Mendoza viene fortaleciendo su sistema de salud público en los últimos años, en particular garantizando maternidades seguras, pudiendo asegurar que todas las maternidades públicas cumplen hoy las normas CONE (condiciones obstétricas y neonatales esenciales) y capacidad de atención para garantizar acceso y un servicio de calidad. Esta fortaleza debe ser complementada con una sólida estrategia de atención primaria para los correctos controles prenatales y un trabajo comunitario que tienda a disminuir las inequidades en el acceso a los servicios de salud. Al mismo tiempo, durante 2024 se llevaron a cabo un conjunto de reformas tendientes a fortalecer el sistema de salud, logrando frenar la migración de profesionales e incrementar en 60% la cantidad de médicos que ingresan a residencias.

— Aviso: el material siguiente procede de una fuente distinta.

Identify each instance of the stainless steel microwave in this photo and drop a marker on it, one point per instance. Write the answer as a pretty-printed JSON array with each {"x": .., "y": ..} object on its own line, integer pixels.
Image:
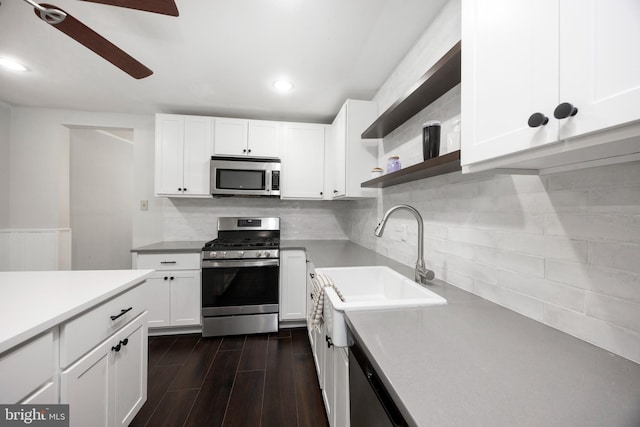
[{"x": 245, "y": 176}]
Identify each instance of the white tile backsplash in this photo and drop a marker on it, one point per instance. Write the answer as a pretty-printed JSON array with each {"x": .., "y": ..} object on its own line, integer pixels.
[{"x": 196, "y": 219}]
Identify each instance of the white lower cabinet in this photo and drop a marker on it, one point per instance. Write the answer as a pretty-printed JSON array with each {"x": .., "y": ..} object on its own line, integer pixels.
[
  {"x": 341, "y": 383},
  {"x": 108, "y": 386},
  {"x": 173, "y": 291},
  {"x": 26, "y": 371},
  {"x": 332, "y": 366}
]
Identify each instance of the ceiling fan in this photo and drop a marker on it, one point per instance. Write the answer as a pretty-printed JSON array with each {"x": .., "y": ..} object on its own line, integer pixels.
[{"x": 78, "y": 31}]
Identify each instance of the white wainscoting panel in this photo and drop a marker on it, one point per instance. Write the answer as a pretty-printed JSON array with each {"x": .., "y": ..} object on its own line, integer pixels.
[{"x": 35, "y": 249}]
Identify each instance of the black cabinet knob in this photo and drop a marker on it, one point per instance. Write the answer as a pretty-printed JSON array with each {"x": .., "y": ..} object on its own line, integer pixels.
[
  {"x": 564, "y": 110},
  {"x": 537, "y": 119}
]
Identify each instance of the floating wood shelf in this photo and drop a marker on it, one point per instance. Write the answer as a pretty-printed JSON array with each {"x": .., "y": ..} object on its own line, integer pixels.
[
  {"x": 437, "y": 166},
  {"x": 440, "y": 78}
]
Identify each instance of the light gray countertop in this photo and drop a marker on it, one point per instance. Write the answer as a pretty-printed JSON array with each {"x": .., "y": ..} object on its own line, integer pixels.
[{"x": 475, "y": 363}]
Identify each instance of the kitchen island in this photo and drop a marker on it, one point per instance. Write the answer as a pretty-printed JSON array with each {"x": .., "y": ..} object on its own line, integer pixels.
[{"x": 474, "y": 363}]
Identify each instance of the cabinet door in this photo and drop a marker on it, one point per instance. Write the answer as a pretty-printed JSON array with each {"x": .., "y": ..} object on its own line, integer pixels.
[
  {"x": 599, "y": 64},
  {"x": 230, "y": 137},
  {"x": 293, "y": 284},
  {"x": 198, "y": 146},
  {"x": 185, "y": 298},
  {"x": 85, "y": 387},
  {"x": 159, "y": 299},
  {"x": 341, "y": 369},
  {"x": 130, "y": 374},
  {"x": 303, "y": 162},
  {"x": 337, "y": 167},
  {"x": 509, "y": 72},
  {"x": 263, "y": 139},
  {"x": 328, "y": 392},
  {"x": 169, "y": 154}
]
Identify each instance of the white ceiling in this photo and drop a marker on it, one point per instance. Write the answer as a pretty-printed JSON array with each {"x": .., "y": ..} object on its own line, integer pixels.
[{"x": 219, "y": 57}]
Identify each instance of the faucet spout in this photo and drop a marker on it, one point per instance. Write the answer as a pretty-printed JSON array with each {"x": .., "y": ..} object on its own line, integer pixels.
[{"x": 422, "y": 273}]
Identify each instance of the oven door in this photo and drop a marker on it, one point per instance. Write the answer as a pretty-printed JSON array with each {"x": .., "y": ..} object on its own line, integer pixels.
[{"x": 239, "y": 287}]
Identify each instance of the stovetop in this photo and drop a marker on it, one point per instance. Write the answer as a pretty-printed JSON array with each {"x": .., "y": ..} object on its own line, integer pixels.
[{"x": 242, "y": 243}]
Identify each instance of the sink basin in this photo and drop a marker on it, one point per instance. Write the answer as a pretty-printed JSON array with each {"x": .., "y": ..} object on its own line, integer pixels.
[{"x": 369, "y": 288}]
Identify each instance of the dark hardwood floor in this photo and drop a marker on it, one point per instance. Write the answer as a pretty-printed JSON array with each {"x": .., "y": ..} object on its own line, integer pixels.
[{"x": 245, "y": 381}]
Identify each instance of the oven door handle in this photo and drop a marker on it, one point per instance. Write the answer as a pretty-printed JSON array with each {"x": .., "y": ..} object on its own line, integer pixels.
[{"x": 240, "y": 263}]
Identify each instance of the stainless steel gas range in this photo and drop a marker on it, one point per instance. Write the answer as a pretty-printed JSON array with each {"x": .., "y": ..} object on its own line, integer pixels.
[{"x": 240, "y": 277}]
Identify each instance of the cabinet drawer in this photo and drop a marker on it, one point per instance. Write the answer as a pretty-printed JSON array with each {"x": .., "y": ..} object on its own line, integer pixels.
[
  {"x": 84, "y": 332},
  {"x": 169, "y": 261},
  {"x": 25, "y": 369}
]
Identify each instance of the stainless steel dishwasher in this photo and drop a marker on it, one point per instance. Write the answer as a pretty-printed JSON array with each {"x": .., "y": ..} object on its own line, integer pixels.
[{"x": 371, "y": 405}]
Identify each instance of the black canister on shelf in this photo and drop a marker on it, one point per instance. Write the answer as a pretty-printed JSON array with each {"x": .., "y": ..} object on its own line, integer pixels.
[{"x": 431, "y": 139}]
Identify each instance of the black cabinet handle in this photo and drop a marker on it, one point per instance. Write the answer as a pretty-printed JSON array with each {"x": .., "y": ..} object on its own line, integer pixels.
[
  {"x": 118, "y": 346},
  {"x": 564, "y": 110},
  {"x": 537, "y": 119},
  {"x": 122, "y": 313}
]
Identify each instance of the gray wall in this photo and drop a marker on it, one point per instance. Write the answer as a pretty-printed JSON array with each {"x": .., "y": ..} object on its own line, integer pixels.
[
  {"x": 101, "y": 195},
  {"x": 562, "y": 249}
]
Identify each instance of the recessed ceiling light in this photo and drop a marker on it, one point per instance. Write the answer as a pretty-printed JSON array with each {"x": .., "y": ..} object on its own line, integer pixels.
[
  {"x": 282, "y": 85},
  {"x": 12, "y": 64}
]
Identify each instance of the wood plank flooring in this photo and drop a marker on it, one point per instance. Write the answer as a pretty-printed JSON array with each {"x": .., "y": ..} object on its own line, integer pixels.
[{"x": 253, "y": 380}]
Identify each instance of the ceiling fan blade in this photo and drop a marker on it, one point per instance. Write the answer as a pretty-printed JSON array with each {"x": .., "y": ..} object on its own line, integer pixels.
[
  {"x": 164, "y": 7},
  {"x": 94, "y": 41}
]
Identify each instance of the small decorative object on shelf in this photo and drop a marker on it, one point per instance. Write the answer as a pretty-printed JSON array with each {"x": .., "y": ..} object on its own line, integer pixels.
[
  {"x": 431, "y": 139},
  {"x": 393, "y": 164}
]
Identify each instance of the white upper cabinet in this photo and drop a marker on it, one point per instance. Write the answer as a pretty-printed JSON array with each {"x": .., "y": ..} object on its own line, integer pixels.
[
  {"x": 527, "y": 66},
  {"x": 351, "y": 157},
  {"x": 303, "y": 161},
  {"x": 230, "y": 137},
  {"x": 239, "y": 137},
  {"x": 183, "y": 149}
]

Este incremento en la mortalidad infantil debe obligarnos a duplicar esfuerzos, a construir mejores políticas para el porvenir. Cuidar a las mamás y a los bebés debe ser un objetivo prioritario de todos como comunidad. Es una responsabilidad del Estado, pero también de todos los ciudadanos. 

Debemos continuar el proceso de garantizar maternidades con normas CONE ahora en el sector privado. Debemos crear mejores condiciones para los profesionales en atención primaria, y así disponer de más médicos, licenciadas en obstetricia, médicos y enfermeros. Debemos abordar la problemática de salud mental y los consumos. Debemos seguir fortaleciendo la política de inmunizaciones para cuidar de nuestros niños. Debemos seguir luchando contra la pobreza, las condiciones de saneamiento y las habitacionales. Debemos seguir empoderando a las mujeres, la lactancia materna y promoviendo la educación materna. Debemos ser conscientes de los que nos falta, para todos los días, dar un paso adelante.